Quand la Chine débarque dans les ports européens

C'est au Pirée, en Grèce, qu'a été poussée au maximum l'offensive chinoise sur les ports européens. © Getty Images

Les désormais célèbres “nouvelles routes de la soie” de Pékin visent le contrôle de nombreux ports européens. Avec des pratiques parfois douteuses et des retombées locales souvent décevantes. Plongée en eaux chinoises, de Trieste au Pirée.

Dans son bureau avec vue sur le port de Trieste, Zeno D’Agostino prend le temps de contempler l’un des plus gros yachts du monde glissant vers le large. Puis, poliment mais fermement, il s’emploie très vite à tordre le cou à quelques idées reçues. Non, les Chinois n’ont pas sorti le carnet de chèques ici. Non, l’accord-cadre signé par son gouvernement avec la Chine n’est pas le prélude à une prise de contrôle de Pékin dans la région. Non, le terminal qui est en train de sortir de terre n’est pas inondé de liquidités chinoises. Le président de l’autorité portuaire de la ville, qui supervise une stratégie de relance, est visiblement rodé : ” En ce moment, tout le monde nous parle de la Chine… ”

Une vraie électricité

Depuis la visite en Italie, en mars dernier, du président chinois Xi Jinping, les médias du monde entier se penchent avec attention sur cet ancien port de l’empire austro-hongrois, surtout connu pour être le berceau d’Illy, le spécialiste du café. Nichée à l’extrémité septentrionale de l’Adriatique, Trieste a été identifiée comme l’un des axes les plus prometteurs du rapprochement entre Rome et Pékin. Les discussions ne sont pas passées inaperçues : pour la première fois, un pays du G7 s’est décidé à rallier les ” nouvelles routes de la soie “, ce projet qui vise à améliorer l’interconnexion entre l’empire du Milieu et le reste du continent eurasiatique – en offrant à Pékin une plus grande emprise, pour ne pas dire un ascendant, sur son lointain voisinage.

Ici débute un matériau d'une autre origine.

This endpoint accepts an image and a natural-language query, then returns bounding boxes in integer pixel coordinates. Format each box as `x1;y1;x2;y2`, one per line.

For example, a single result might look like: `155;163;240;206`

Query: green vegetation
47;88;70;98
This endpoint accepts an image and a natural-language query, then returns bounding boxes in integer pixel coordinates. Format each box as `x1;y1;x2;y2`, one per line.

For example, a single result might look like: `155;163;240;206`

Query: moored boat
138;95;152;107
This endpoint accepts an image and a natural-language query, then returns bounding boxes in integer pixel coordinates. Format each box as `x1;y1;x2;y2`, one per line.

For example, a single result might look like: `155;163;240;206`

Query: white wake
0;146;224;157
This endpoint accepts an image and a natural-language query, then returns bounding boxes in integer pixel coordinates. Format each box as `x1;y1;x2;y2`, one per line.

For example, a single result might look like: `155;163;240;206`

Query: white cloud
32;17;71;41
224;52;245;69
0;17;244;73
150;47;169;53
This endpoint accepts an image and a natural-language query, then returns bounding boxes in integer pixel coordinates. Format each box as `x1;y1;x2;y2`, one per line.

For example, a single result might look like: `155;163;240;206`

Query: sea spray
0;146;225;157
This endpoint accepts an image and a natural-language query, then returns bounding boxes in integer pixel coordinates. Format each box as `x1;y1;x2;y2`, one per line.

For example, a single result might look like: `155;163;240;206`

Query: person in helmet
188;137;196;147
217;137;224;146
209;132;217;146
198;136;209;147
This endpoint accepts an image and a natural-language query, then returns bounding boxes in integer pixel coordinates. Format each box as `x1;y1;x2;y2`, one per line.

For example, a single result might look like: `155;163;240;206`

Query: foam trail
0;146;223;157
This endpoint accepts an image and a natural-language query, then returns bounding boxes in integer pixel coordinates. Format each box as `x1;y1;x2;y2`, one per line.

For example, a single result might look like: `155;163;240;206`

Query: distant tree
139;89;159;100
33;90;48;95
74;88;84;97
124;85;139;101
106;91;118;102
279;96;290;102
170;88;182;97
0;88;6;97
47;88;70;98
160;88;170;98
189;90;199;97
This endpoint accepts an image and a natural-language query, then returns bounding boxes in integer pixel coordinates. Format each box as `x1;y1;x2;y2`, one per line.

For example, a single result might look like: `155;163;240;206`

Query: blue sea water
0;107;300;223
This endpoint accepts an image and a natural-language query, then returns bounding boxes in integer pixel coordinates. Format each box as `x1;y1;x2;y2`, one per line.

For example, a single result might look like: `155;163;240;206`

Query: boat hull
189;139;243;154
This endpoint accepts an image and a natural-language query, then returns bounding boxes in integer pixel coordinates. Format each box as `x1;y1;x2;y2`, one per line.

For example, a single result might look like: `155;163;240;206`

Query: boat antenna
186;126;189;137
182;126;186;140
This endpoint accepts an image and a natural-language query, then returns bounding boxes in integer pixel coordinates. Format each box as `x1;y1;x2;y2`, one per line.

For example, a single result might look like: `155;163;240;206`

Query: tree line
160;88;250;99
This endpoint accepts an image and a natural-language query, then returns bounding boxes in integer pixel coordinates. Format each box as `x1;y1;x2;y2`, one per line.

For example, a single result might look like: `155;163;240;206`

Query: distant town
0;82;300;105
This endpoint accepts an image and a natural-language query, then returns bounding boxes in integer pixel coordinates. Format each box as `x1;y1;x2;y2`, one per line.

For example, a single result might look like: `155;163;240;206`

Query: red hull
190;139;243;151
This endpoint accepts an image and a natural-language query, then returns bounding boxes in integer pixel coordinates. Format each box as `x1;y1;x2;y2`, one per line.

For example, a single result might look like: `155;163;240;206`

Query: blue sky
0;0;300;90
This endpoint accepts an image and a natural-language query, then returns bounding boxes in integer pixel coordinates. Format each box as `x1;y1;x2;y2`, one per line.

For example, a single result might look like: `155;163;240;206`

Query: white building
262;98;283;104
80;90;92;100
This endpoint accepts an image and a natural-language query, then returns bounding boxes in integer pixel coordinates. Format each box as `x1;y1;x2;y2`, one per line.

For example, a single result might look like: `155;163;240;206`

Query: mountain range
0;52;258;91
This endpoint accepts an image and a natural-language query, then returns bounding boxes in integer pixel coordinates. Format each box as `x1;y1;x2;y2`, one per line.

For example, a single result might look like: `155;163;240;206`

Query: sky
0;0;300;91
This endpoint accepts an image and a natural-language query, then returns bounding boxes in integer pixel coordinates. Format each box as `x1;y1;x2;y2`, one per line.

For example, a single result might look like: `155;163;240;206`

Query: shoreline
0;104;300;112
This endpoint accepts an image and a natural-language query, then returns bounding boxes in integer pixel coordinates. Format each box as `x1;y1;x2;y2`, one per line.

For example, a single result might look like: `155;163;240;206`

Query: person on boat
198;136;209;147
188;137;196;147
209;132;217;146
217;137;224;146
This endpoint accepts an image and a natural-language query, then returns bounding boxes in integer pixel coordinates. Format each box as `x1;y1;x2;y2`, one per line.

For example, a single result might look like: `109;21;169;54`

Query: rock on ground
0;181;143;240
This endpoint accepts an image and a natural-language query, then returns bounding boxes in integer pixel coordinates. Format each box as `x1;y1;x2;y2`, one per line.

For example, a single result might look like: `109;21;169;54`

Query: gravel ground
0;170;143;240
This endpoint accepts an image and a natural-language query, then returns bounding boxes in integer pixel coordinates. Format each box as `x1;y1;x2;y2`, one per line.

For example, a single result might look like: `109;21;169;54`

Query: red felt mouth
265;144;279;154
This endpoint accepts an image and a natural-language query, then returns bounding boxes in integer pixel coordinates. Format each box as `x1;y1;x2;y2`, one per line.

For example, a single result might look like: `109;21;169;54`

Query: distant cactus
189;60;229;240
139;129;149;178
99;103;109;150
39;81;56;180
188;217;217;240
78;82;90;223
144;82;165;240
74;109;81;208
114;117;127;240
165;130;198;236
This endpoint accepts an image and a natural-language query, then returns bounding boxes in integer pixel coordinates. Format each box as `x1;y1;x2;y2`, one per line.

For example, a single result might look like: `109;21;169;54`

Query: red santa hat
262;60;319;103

A Trieste, les entreprises chinoises n’ont peut-être pas encore sorti le carnet de chèques, mais déjà, c’est l’effervescence. Sur le papier, il est question d’investissement dans les liaisons ferroviaires, de partage de compétences autour d’une plateforme intermodale en Slovaquie et de développer en Chine un centre logistique desservi depuis le port italien. ” Je suis allée à un colloque sur la Chine et tout le monde était là, même des pêcheurs : il y a une vraie électricité autour de ce sujet “, se réjouit une employée de la ville.

Nouvelle dynamique

Dans une cité qui n’a pas oublié les riches heures que lui a assurées sa position de carrefour entre les cultures latine, germanique et slave, l’envie de Chine est palpable. En arpentant l’immense entrepôt dédouané dont il supervise la stratégie commerciale, Fabio Predonzani se laisse aller, lui aussi, à rêver : ” Mon sentiment, c’est que les Chinois vont investir ici. Nous sommes un passage naturel pour les nouvelles routes de la soie, un moyen ultrarapide d’atteindre l’Europe centrale en arrivant du canal de Suez “, plaide-t-il devant d’immenses piles d’aluminium entreposées ici par un lointain producteur asiatique.

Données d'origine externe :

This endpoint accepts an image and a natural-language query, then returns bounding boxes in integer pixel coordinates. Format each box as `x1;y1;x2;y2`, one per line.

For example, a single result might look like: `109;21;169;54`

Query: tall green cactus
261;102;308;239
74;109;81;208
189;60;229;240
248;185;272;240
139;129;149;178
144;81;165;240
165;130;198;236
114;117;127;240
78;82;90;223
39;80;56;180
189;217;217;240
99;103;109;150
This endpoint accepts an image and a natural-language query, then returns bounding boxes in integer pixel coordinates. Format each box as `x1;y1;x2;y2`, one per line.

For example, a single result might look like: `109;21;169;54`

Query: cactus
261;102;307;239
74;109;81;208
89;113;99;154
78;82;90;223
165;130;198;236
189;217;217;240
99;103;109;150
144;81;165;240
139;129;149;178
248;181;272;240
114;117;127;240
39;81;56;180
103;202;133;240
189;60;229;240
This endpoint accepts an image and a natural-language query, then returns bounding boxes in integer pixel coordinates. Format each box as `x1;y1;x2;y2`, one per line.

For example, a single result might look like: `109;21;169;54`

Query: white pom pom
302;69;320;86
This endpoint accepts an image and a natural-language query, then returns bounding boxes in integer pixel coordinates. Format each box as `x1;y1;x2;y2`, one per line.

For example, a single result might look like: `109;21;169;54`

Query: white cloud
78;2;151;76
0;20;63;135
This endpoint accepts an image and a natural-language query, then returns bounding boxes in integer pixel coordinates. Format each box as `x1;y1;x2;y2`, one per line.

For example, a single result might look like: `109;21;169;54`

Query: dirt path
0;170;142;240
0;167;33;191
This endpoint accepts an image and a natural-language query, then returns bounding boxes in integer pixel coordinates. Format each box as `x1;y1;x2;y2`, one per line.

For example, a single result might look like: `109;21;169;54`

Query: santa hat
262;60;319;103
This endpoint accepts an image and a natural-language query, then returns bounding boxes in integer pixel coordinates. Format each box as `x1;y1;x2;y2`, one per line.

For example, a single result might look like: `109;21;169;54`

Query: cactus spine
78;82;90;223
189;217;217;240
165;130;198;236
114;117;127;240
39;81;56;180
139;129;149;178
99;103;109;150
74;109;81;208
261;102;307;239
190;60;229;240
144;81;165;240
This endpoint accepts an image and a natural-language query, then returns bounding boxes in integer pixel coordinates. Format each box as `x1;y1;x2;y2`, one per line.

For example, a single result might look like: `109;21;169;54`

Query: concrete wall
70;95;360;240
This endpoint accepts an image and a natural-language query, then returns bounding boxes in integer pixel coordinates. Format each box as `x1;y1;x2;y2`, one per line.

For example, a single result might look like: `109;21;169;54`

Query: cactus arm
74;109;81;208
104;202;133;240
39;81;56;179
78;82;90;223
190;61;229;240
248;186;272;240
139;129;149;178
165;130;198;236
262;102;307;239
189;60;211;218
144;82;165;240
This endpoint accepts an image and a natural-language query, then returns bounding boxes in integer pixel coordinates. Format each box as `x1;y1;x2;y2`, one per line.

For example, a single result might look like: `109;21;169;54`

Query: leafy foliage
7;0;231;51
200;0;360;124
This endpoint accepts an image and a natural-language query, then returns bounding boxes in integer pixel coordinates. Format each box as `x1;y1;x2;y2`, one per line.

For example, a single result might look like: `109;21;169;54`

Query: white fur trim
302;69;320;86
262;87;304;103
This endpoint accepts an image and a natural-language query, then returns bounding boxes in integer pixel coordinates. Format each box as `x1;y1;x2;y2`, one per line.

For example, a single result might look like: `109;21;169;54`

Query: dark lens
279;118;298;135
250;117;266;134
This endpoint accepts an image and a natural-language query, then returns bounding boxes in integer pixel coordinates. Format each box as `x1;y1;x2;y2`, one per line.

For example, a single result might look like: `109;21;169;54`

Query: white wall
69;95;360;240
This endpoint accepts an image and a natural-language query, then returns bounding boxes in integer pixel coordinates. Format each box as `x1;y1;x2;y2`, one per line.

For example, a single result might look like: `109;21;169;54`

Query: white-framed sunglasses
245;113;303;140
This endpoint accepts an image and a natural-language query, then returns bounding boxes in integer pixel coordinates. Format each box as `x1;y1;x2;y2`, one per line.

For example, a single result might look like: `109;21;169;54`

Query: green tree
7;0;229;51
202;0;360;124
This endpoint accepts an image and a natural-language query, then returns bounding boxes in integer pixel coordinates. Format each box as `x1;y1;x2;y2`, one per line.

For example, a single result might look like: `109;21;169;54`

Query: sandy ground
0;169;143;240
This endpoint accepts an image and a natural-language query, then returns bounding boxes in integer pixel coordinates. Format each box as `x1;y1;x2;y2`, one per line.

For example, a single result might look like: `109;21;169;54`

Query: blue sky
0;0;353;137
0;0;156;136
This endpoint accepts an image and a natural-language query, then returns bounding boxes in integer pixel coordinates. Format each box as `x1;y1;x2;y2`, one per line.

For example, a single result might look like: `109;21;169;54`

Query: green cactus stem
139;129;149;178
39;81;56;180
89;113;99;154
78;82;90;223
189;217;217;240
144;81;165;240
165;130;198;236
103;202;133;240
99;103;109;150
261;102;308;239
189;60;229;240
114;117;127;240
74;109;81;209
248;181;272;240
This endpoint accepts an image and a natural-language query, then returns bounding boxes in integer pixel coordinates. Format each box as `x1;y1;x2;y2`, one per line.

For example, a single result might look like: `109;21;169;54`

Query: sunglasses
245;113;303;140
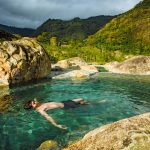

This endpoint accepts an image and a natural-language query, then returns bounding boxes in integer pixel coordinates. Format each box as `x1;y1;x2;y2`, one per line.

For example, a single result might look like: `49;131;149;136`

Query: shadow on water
0;73;150;150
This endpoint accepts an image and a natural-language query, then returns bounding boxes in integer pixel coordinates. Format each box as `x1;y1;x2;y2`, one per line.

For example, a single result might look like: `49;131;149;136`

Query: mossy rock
38;140;60;150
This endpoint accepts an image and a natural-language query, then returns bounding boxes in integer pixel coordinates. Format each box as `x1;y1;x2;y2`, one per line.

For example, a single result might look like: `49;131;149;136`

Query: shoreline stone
104;56;150;75
0;38;51;85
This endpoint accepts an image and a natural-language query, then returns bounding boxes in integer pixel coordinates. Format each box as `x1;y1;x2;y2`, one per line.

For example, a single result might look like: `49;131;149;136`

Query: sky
0;0;141;28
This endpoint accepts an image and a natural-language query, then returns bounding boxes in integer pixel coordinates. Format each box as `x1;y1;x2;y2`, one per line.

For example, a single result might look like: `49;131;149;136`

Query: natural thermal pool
0;73;150;150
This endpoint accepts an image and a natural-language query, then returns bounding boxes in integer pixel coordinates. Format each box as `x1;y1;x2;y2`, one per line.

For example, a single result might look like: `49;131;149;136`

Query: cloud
0;0;141;28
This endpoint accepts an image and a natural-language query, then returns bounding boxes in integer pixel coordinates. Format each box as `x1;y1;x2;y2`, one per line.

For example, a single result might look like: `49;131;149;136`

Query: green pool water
0;73;150;150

Ce qui distingue la Chine des autres acteurs, c’est que, dans sa politique, l’idée de sécurité économique reste primordiale.

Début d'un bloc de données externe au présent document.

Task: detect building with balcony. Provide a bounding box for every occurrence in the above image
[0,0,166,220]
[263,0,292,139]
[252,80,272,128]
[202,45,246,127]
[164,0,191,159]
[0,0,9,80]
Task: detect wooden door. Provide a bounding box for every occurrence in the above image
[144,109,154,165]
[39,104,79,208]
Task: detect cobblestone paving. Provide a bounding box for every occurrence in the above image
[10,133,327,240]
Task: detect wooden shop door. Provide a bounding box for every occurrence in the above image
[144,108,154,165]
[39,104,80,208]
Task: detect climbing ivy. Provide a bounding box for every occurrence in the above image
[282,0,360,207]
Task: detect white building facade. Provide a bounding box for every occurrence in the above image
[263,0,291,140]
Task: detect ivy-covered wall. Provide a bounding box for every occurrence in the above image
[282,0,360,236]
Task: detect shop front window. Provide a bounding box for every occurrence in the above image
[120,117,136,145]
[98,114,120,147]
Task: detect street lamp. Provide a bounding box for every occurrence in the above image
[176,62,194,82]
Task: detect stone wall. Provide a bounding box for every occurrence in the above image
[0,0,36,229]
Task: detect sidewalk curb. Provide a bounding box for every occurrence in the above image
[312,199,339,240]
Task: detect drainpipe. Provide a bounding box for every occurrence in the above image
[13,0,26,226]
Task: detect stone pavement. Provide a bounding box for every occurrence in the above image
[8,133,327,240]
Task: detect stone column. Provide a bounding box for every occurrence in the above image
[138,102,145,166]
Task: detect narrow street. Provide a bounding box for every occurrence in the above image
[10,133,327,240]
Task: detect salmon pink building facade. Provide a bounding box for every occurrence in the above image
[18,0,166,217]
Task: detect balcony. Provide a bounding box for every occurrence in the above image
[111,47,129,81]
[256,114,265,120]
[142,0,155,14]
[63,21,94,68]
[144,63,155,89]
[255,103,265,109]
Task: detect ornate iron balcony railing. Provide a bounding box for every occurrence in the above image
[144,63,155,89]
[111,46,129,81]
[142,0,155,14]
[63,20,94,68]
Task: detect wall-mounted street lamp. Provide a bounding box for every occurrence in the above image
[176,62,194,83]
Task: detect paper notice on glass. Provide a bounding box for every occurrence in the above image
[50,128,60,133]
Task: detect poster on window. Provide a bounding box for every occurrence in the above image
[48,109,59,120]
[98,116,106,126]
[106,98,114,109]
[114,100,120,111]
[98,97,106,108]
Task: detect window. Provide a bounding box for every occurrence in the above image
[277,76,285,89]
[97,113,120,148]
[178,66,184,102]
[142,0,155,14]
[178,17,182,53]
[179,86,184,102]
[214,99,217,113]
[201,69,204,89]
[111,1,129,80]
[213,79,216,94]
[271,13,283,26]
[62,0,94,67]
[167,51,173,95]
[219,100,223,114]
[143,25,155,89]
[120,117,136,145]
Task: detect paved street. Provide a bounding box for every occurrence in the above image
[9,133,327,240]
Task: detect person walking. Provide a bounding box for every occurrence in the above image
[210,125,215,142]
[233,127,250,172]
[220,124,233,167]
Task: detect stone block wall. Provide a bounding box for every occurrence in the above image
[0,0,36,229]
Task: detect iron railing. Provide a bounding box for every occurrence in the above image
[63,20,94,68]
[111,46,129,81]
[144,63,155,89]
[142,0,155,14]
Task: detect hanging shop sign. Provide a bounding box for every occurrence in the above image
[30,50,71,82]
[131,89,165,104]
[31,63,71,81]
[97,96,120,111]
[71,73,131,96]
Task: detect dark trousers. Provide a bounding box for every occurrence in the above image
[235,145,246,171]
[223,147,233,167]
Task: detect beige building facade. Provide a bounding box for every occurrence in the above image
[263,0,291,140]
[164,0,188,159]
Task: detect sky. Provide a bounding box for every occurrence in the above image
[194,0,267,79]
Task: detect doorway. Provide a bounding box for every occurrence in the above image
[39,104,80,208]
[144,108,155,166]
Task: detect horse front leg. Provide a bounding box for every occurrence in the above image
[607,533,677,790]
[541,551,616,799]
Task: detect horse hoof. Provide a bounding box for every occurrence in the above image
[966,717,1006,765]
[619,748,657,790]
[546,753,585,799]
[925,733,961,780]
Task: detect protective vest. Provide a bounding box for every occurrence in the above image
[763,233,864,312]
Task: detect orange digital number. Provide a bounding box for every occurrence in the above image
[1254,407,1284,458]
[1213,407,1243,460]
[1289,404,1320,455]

A quelques kilomètres de là, Matteo Parisi est plus mesuré. Si le nouveau terminal portuaire dont il pilote la construction avance à grands pas, c’est sans lien avec la Chine, assure-t-il : il y a d’abord, à Trieste, une nouvelle dynamique portée par la croissance de l’Europe centrale. ” Le trafic de conteneurs devrait doubler d’ici 10 ou 15 ans en Adriatique “, veut-il croire. Mais si le nouveau joyau portuaire de Trieste séduisait les entreprises chinoises, il ne s’en plaindrait pas : ” Il y a 10 ans, la Chine était un pays en développement, mais aujourd’hui c’est nous qui avons à apprendre d’elle en matière de logistique “.

D’une crise, une opportunité

Si Trieste rêve de Chine, c’est qu’elle sait vers où souffle le vent de l’Histoire. Au-delà de l’accord intervenu au plus haut niveau politique, plus rien ne permet de douter de la détermination de Pékin en matière maritime : l’Europe est devenue une cible de choix. Depuis que Cosco, le géant chinois, a jeté son dévolu sur le Pirée, en Grèce, une dizaine d’années se sont écoulées, et d’après les calculs d’Olaf Merk, au Forum international du transport de l’OCDE, ” environ 10% des capacités européennes de terminaux de containers sont dans des mains chinoises “. Pour cet expert, ” on pourrait facilement imaginer des parts de marché entre 25% et 50% d’ici cinq ans “.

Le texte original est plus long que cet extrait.